Each vehicle, Citroen zeros, costs £33,000 but SBC will pay the price of a conventional vehicle, £8,500, and the remaining £23,000 will be paid with a grant from the Scottish Government Low Carbon Vehicle Procurement Support Scheme.
The cars will be based at Kelso, Galashiels and Newton St Boswells; probable charging points will be at the Tait Hall, Kelso; Abbotsford Road, Galashiels, and council headquarters at Newtown St Boswells, each costing £5,000. Other charging points include police stations at Peebles, Hawick and Galashiels and commercial sites at Coldstream (Dalgliesh Garage), Munro Electrical, King Street, Galashiels, and Harrisons Garage, Peebles. However, during the pilot project charging, which takes about four hours, will be done at the social work office charging points.
Each car will only need to be used for 4,595 miles a year to break even as the average running cost is 3p a mile compared with a conventional care mileage cost of 40p; the Society of Motor Manufacturers and Traders estimate that an electric vehicle will cost between 33p to 45p per mile to purchase, maintain and run for three years.
Council leader, Councillor David Parker explained: “The offer of a grant from Scottish Government is very advantageous for the Borders and would provide us with the funding to install charging points in public areas which would place the Borders in a very good position for the future. Although the cars are more expensive, this project will enable us to assess how efficient and practical electric cars can be and hopefully demonstrate how they can contribute to efficiencies in the future, particularly when the cost of low carbon transport comes down.”
Councillor Carolyn Riddell-Carre, executive member for planning and the environment explained: “The source of the electricity is what will really make the cars sustainable. Meanwhile we are at the beginning of the era of electric cars and it is excellent that the council is able to apply this grant. This will make savings in the essential transport for the services given by our social workers.”
The council’s social work department were chosen to pilot the electric car scheme because they were identified as one of the largest car user groups in the council.
Councillor Frances Renton, executive member for social work (social care and health) added: “The social work department is more than happy to engage in this development and support the first initial steps in developing an electric car infrastructure in the Scottish Borders. I think it is a very good example of spending money to hopefully save money in the future and I think it’s a great opportunity not to be missed.”
Councillor Jim Fullarton, executive member for roads and infrastructure, said: “It’s a great trial for social work when it costs £3.36 to fill the tank of the car compared to the current fuel prices.
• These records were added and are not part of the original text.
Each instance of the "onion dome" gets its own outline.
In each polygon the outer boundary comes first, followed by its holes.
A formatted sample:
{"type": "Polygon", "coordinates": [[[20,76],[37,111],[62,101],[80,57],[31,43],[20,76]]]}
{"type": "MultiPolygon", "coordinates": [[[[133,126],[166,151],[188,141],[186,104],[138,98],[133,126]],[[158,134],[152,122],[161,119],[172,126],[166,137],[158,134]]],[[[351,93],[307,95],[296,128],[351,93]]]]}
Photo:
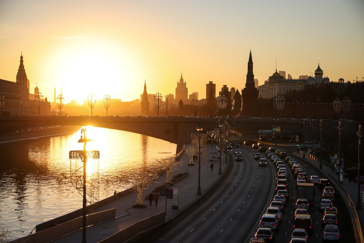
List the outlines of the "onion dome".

The range of the vehicles is currently a problem and can only be used in the context of a town, but with more charging facilities - it is possible to widen the scope of these vehicles.”
At last week’s meeting of the SBC executive councillors approved the purchase of the three electric cars, agreed that they be used by social work staff, a report provided after they have been in operation for one year, and the council would use £25,000 of capital funds towards the £130,500 cost of the pilot scheme.